2. Faire Besteuerung von Erbschaften und Immobilienvermögen
Wer erbt, wird in Deutschland steuerlich geschont – mit hohen Freibeträgen und zahlreichen Ausnahmen. Das belohnt Besitz und bestraft Leistung. Eine gerechtere Erbschaftsteuer und eine Grundsteuer, die unverdiente Bodenwertgewinne stärker abschöpft, könnten dazu beitragen, Vermögen gerechter zu verteilen und den Wohnungsbau zu finanzieren.

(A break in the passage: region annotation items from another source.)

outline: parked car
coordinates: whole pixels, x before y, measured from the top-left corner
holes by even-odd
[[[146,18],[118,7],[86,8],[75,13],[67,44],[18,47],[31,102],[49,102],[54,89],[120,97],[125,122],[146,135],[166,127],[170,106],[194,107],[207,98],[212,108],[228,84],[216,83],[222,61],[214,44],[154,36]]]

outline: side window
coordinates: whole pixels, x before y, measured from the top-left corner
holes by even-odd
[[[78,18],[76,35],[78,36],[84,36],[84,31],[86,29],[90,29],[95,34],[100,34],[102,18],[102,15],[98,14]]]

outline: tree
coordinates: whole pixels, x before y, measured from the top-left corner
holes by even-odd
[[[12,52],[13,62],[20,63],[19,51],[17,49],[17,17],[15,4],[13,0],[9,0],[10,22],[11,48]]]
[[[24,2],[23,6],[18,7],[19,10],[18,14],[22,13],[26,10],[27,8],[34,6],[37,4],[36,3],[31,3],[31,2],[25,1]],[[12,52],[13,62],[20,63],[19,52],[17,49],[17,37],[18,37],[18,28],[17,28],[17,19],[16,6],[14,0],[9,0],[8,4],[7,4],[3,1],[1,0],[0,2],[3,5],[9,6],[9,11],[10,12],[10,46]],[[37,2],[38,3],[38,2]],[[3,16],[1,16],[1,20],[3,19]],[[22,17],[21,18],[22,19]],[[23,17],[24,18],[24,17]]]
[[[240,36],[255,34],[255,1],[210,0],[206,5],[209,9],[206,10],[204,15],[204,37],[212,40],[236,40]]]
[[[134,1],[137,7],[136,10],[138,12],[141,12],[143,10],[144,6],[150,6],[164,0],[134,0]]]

3. Mehr bezahlbaren Wohnraum schaffen
Die Eigentumsfrage darf nicht isoliert betrachtet werden. Entscheidend ist, dass Wohnen insgesamt bezahlbar bleibt – unabhängig vom Eigentum. Das erfordert mehr sozialen und gemeinnützigen Wohnungsbau, eine stärkere Bodenpolitik der Kommunen und den Ausbau genossenschaftlicher Modelle, die langfristig stabile Mieten garantieren. Nur so bleibt Wohnen ein Grundrecht und kein Luxusgut.
Wohnen als Gradmesser für Gerechtigkeit
Das Zuhause ist mehr als ein Dach über dem Kopf –
es ist Ausdruck sozialer Sicherheit und gesellschaftlicher Teilhabe. Wenn sich
Eigentum vor allem vererbt, verlieren wir als Gesellschaft an Durchlässigkeit.
Die Frage, wer in Deutschland wo und wie wohnt, entscheidet sich nicht nur nach
Leistung oder Fleiß, sondern nach der Geburt.
Deutschland hat in den vergangenen Jahrzehnten viel getan, um soziale Sicherheit zu bewahren. Aber bei der Vermögensbildung und beim Wohnen droht uns ein Rückschritt. Die junge Generation braucht eine faire Chance, Vermögen aufzubauen – nicht über Spekulation, sondern über bessere Startbedingungen.
Eine Gesellschaft, die Aufstieg verspricht, muss diesen Aufstieg auch ermöglichen. Wohneigentum darf kein Privileg der Erben bleiben.